I went back to trimming the Pachysandra plants around the Belgium Blocks lining the fieldstone walkway and patio. Pachysandra is a wonderful evergreen perennial that quickly spreads and forms a bright, healthy, dense ground cover. It is low maintenance and shade loving. It also grows well in filtered light. My dog Louie used to love to nestle down in it for a cool nap on a hot humid day.



Close-up of pachysandra or Japanese spurge, an evergreen groundcover, wet after rain with flower buds emerging. View from above.

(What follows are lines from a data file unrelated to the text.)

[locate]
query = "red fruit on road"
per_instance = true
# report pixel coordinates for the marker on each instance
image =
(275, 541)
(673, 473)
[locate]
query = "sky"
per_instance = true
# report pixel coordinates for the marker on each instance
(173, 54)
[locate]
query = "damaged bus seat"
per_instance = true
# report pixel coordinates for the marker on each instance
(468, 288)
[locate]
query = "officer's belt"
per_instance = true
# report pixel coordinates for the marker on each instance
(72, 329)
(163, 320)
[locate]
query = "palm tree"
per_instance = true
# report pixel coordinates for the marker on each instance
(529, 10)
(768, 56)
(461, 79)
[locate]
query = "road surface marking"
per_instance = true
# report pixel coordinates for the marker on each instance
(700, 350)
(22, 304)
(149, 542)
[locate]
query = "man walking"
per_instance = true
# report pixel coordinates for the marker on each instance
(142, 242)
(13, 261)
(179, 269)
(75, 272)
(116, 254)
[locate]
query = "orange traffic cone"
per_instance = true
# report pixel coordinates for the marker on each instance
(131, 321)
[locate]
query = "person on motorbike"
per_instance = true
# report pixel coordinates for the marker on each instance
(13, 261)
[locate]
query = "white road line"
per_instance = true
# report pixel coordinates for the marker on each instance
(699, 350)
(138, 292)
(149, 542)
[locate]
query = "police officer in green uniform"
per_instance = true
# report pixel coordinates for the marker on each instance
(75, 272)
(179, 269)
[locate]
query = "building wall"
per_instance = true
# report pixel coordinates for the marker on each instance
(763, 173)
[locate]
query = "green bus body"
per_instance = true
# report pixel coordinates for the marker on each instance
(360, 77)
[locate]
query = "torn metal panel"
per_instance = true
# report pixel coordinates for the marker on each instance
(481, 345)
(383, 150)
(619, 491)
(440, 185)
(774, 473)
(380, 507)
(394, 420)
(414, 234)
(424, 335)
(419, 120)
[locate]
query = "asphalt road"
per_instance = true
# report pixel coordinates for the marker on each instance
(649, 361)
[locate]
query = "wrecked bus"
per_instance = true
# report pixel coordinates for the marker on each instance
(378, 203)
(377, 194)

Early spring is a good time to clean out gutters and cellar window wells. I glanced down into a cellar well and saw a good sized toad that had taken a fateful leap that landed him or her on the floor of the well. (See picture) I carefully removed him. I’m SO glad I saw him! I brought him back to my woods along with some leaves from the well, sprinkled some water on him and left him be. I returned to rake out all of the cellar wells and trim vines. Our home is a ranch style so it is easy to clean gutters with a ladder, gloves and a trowel. Either place a tarp to catch the wet leaves or rake them up. I think if my house was 2 stories, I would pay someone to have them cleaned. There are also gutter kits to keep debris from collecting in them. I am not a Spring chicken anymore and do things a little bit at a time. I find yard work oddly enjoying and hope you enjoyed reading my experiences today.